Difficile de se faire une place dans un paysage éditorial de plus en plus concentré. Aujourd’hui, 80 p.cent du chiffre d’affaire annuel de l’édition française est détenu par les dix plus gros éditeurs. « C’est une vraie oligopole à frange », mais Salomé Dolinski y voit deux camps : les pessimistes, et les optimistes. « Les pessimistes pensent que l’édition à la française n’existe plus, qu’Hachette et Editis ont tout bouffé, que les maisons d’édition sont devenues de « vulgaires entreprises » qui courent après le profit et qui donc ne veulent faire que des best-sellers. Et évidemment on ne parle pas du Petit Prince, mais plutôt de Fifty Shades », explique-t-elle. « Et il y a les optimistes, ceux qui ont vu le paysage éditorial français changer ces dernières années et qui s’en accommodent. »
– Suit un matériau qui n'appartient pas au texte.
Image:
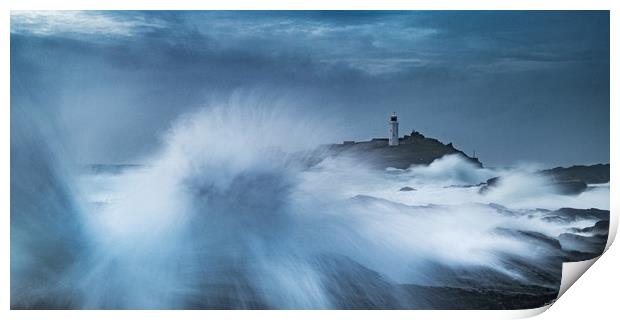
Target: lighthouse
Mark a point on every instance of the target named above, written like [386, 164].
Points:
[393, 127]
En France, on est quand même bien lotis : « le livre reste le premier produit culturel, on a la Loi Lang qui régit le prix unique du livre, beaucoup de prix littéraires, des tonnes de festivals et de salons du livre … On trouvera toujours de quoi se plaindre, mais pour l’instant, on est encore pas mal », rappelle Salomé. Le vrai challenge tient moins de la mort tant annoncée du livre que de la mutation des habitudes de lecture. « Il y a une baisse des ventes de livres, et nous avons développé depuis la fin des années 2000 une vraie culture de l’écran. Mais non, le livre n’est pas en train de mourir », reprend-elle.
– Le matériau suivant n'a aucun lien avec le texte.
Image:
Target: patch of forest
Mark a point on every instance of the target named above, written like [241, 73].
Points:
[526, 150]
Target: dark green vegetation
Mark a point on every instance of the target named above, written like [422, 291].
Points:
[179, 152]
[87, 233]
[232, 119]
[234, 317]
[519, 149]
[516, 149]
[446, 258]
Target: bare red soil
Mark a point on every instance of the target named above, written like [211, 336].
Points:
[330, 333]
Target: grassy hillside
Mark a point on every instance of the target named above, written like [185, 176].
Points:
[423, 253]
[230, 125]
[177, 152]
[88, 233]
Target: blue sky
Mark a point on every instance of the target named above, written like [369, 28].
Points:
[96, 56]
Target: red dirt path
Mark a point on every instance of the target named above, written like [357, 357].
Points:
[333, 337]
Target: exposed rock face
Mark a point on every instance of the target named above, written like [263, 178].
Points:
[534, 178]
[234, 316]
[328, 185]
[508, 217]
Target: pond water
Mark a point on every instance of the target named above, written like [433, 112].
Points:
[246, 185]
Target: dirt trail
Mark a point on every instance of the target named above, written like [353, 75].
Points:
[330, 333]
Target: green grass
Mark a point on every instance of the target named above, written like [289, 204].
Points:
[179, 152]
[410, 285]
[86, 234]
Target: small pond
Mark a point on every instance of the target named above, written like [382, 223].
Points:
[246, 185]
L’édition a toujours été plus ou moins en crise, et l’apparition du numérique pousse une frange de la profession un peu sédentaire à se remettre en question. Néanmoins, loin de la mort du livre, l’édition numérique incarne une véritable ouverture potentielle, qui a pourtant du mal à décoller en France – ultime vestige d’une « édition à la Française », symbole culturel très fort d’uns part, signe distinctif d’un milieu qui peine à se renouveler d’autre part. « En France, la part du numérique dépasse à peine les 5 p.cent. Les pays anglo-saxons en sont plus friands, mais ça ne dépasse pas les 20 p.cent. »
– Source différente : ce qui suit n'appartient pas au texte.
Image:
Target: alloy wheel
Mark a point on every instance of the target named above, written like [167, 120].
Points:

Oubliez tous les clichés que vous lisez dans les médias. « Il semblerait que les lecteurs de numérique soient aussi de gros lecteurs de livres papier. Et contrairement à ce que l’on pourrait penser, ça n’a pas trop pris auprès de la jeunesse : le livre reste le premier produit culturel en France, loin devant le cinéma, la télévision ou les jeux-vidéos. » On est loin du tableau habituellement décrit par la presse qui, en revanche, souffre énormément de la plurivocité de formats offerts par le web.


Le Transsibérien de Samovar : entre voyage et lecture expérimentale

Si le numérique reste une part marginale de l’édition, il reste néanmoins une valeur ajoutée très importante, notamment en terme de marketing, et ces jeunes éditeurs l’ont bien compris. Le projet des Editions du Samovar prendra fin au Salon du Livre Paris, du 17 au 20 Mars, avec la présentation du livre réalisé ces derniers mois. Mais les Editions du Samovar ne vendent pas qu’un roman choral, ils vendent une expérience : ePub, web, livre papier et application promotionnelle s’entremêlent pour proposer une lecture expérimentale qui prend corps avec le voyage Transsibérien À l’heure de Moscou, voyage inter-temporel étrange et transportant.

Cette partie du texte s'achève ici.